Les Geiq jouent un rôle essentiel dans l’insertion professionnelle et la qualification. Quel rôle attribuez-vous à ces structures dans la stratégie globale de France Travail ?
Les Geiq jouent un rôle essentiel dans la stratégie globale de France Travail. Ils sont des alliés de poids. La création de France Travail porte l’ambition d’une plus grande coopération entre tous les acteurs de l’emploi et de l’insertion. C’est tout l’objet du Réseau pour l’emploi, dont les Geiq font partie. Aujourd’hui, les acteurs travaillent encore en silos, alors que chacun a un morceau de la solution. Nous devons faire en sorte que ce Réseau pour l’emploi soit au rendez-vous de nos usagers. L’une des forces des Geiq est de proposer des parcours sur-mesure. Ils offrent aux demandeurs d’emploi à la fois une expérience professionnelle en entreprise et une formation solide. C’est essentiel. Ils permettent aux individus de monter en compétences directement dans un environnement de travail concret.
Et puis, il ne faut pas oublier la mission d’inclusion des entreprises adhérentes à un Geiq. Ces entreprises font un travail remarquable pour créer des emplois en faveur des publics les plus fragiles. Je pense aux jeunes, aux seniors, aux personnes en situation de handicap ou issues de quartiers prioritaires. C’est pour ça que les Geiq sont fondamentaux dans notre belle mission d’insertion par le travail pour tous, et que j’ai toujours encouragé leur développement, que ce soit en portant le pacte d’ambition pour l’insertion par l’activité économique, ou en encourageant à travers le réseau Les entreprises s’engagent à recourir plus fortement aux Geiq.

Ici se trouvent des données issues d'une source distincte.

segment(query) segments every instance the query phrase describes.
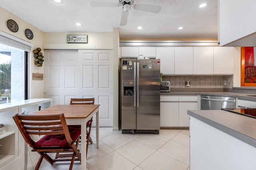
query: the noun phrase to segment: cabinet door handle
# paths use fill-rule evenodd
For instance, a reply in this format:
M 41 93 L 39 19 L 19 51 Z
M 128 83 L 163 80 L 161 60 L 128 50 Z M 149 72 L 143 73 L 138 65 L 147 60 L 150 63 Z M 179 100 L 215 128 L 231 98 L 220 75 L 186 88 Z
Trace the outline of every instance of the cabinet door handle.
M 220 101 L 220 102 L 236 102 L 235 100 L 221 100 L 220 99 L 205 99 L 204 98 L 201 98 L 201 100 L 212 100 L 214 101 Z

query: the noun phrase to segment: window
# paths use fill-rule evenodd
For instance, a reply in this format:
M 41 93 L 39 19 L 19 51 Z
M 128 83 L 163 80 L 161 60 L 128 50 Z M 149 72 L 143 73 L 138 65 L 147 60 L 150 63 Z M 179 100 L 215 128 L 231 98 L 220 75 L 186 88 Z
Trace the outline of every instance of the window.
M 28 52 L 0 44 L 0 104 L 27 99 Z

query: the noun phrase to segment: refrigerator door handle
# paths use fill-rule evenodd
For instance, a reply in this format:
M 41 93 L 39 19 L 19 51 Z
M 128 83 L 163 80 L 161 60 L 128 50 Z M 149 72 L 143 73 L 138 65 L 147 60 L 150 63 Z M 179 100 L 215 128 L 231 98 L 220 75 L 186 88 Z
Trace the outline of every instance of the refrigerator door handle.
M 133 64 L 133 66 L 134 66 L 134 74 L 133 75 L 134 76 L 134 97 L 133 98 L 134 100 L 134 107 L 136 107 L 136 95 L 137 95 L 137 93 L 136 93 L 136 86 L 135 86 L 135 84 L 137 84 L 137 82 L 136 82 L 136 63 L 134 62 Z
M 137 107 L 139 107 L 139 84 L 140 84 L 140 71 L 139 70 L 139 63 L 137 63 Z

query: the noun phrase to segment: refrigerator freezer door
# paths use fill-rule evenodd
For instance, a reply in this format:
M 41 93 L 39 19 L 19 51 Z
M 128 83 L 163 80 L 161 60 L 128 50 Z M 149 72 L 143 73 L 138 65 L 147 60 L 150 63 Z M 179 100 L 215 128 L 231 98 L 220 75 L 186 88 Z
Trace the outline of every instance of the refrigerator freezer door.
M 121 129 L 136 129 L 136 60 L 121 61 Z
M 137 130 L 160 129 L 160 64 L 158 59 L 137 60 Z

Continuez à vous développer, France Travail sera toujours à vos côtés !
A propos de Thibaut Guilluy
Thibaut Guilluy a été nommé le 12 octobre 2020 Haut-commissaire à l’Emploi et à l’Engagement des entreprises, auprès de la ministre du Travail, de l’Emploi et de l’Insertion, Elisabeth Borne. Il est ensuite nommé directeur général de France Travail en Conseil des ministres le 12 décembre 2023. Diplômé de l’ESCP, Thibaut Guilluy a une expérience de vingt ans dans l’inclusion avec la création d’une dizaine d’associations et d’entreprises sociales.